10th Feb 2023 Good News

Good News: Possible Roman road discovered in a field in Britain

A waterworks maintenance team discovered a possible one-of-a-kind Roman road in a field in Worcestershire that may date back 2,000 years

If asked to name a place where you might make a once-in-a-lifetime archaeological discovery, your mind may go to the pyramids of Egypt or the peaks of the Andes…not a field in Worcestershire. 

But a field in Worcestershire is exactly where workmen recently discovered what is thought to be a Roman road up to 2,000 years old!

The discovery of the road

The road was discovered during routine waterworks maintenance by Severn Trent. Archaeological experts from Wychavon District Council were called to the scene and immediately recognised the finding’s significance. 
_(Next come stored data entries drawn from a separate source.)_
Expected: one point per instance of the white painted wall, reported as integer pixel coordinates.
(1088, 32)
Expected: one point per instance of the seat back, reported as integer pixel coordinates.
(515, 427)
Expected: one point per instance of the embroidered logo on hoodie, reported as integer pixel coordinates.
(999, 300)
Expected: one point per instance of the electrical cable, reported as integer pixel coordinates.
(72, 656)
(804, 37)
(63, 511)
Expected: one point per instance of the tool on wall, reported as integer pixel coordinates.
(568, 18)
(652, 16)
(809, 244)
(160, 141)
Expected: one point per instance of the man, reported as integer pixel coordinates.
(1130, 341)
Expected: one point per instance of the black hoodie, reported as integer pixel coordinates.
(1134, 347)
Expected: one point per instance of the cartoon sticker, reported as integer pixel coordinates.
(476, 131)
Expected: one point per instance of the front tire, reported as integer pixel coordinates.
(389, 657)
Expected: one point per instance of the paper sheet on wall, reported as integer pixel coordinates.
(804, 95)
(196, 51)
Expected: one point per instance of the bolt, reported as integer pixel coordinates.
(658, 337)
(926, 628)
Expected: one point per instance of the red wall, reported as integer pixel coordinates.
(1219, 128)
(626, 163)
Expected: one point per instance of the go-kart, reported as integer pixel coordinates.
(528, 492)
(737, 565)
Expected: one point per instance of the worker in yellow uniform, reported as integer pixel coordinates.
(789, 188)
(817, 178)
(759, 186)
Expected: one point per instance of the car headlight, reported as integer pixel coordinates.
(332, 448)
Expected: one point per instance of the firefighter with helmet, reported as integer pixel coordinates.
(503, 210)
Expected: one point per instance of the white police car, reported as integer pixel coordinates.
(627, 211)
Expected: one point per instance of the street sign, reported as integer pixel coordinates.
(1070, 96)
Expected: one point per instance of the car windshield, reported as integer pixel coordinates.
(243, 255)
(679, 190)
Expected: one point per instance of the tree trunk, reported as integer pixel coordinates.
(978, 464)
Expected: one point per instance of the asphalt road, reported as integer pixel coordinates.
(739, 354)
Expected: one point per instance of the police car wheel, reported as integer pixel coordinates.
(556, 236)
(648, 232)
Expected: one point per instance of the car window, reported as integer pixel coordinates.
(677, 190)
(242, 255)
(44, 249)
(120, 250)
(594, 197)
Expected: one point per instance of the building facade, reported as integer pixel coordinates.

Wychavon District Council’s archaeology officer Aidan Smyth said, “When I first saw it, it took my breath away. If proven to be from the first century AD, it would be beyond rare.”

Evesham Roman road

Evesham Roman road

Experts say it is constructed in a traditional Roman technique, with similar roads only being found in Rome and Pompeii. Ruts in the stones show that it was used by carts for a long time. A team from Historic England is expected to investigate further to determine the exact origin of the structure.

Worcestershire’s rich history

This is actually not the first significant historical discovery in Worcestershire. A number of possible forts have been suggested in Worcestershire since the 1950s, and Worcester is thought to be possibly have been the site for the Roman town of Vertis.

"If it is indeed a first-century Roman road, then it is the only one of its kind in Britain"

It is too early to say without 100 per cent certainty that the road is Roman, but even if it is a medieval road it will still be a nationally significant discovery. If it is indeed a first-century Roman road, then it is the only one of its kind in Britain—that we know of, anyway! Who knows what we’ll find next in a field in, say, Lincolnshire?